The above issue involves various stakeholders of education, and several groups of educational players, such as students, parents, teachers, heads of institutions, and maintainers. These groups are also separately connected to one another. Their relationships are characterised by mutual dependencies, which influences to a great degree how rights can be exercised. The management and the teachers of the school, on the one hand, and the students of the school, on the other hand, are not in the same position at a school, as students are dependent on the school management and the teachers in many areas of school life. The fact that a school exists as a sort of closed community cannot be neglected either, as educational participants all contribute to this community on a compulsory basis while they are parties to a mutually dependent relationship. Another important dimension is that one group of the educational players is more powerless than the rest. Children and students are less capable of asserting their rights so they are more defenceless against infringements. Due to the nature of this dependency, students may have grounds to be afraid of suffering disadvantages in some areas of school life if they do not attend the demonstration. We believe that under such circumstances voluntary participation is precluded, even if the principal of the school informs the parents that not permitting their children to attend the event will result in no adverse consequences for their children. Within the meaning of Article 41 (3) of Act LXXIX of 1993 on Public Education children, students, and parents may not be compelled to confess or deny their conscience, and ideological or political convictions.

We are of the view that by appealing to the students or the parents, the head of the institution can exert great influence on the parents. In such a case parents will deliberate not the question whether they agree with the objectives of the demonstration or whether they approve of their children's attendance, but rather what kind of consequences their children will have to face at school if they refuse to give their consent.

As set forth in Article 62 (1) of Act XX of 1949 on the Constitution of the Republic of Hungary , the Republic of Hungary recognizes the right to peaceful assembly and shall ensure the free exercise thereof.
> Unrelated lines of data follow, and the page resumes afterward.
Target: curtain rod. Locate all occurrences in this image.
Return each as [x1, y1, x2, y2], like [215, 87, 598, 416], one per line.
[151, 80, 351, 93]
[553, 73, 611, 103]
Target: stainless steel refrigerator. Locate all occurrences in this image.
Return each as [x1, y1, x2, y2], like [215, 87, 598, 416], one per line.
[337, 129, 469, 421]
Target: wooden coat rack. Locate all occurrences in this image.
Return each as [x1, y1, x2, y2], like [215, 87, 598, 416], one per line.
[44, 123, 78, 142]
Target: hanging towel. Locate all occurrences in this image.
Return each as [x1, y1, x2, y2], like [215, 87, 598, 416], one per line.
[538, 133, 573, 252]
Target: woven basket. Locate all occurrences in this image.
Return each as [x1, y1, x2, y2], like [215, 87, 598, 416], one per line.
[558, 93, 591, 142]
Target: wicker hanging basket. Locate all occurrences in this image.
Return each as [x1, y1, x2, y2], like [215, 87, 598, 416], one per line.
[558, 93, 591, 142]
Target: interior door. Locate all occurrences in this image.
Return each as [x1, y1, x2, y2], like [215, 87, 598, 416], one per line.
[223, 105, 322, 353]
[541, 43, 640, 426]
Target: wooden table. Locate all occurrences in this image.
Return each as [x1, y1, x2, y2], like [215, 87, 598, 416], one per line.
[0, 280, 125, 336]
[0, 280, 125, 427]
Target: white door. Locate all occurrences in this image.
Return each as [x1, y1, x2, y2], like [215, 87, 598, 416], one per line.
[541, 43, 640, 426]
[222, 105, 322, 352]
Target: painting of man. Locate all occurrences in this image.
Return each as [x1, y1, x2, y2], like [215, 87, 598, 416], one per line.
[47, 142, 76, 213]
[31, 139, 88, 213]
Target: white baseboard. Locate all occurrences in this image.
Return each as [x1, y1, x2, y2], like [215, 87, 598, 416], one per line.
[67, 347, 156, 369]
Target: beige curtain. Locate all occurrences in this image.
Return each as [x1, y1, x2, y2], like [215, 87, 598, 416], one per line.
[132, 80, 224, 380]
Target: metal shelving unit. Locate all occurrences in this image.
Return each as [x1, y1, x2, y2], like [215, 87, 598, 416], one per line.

According to Article 15 of Act LXIV of 1991 promulgating the New York Convention on the Rights of the Child of 20 November 1989, States Parties to the Convention recognize the rights of the child to freedom of association and to freedom of peaceful assembly. Children and students are entitled to this right regardless of their age.

Fundamental rights can only be exercised on a voluntary basis. If the conditions for exercising such rights are not provided due to the lack of voluntariness, we find that it is not possible for students to exercise their right to freedom of assembly in accordance with its original purpose. (K-OJOG-1316/2005.)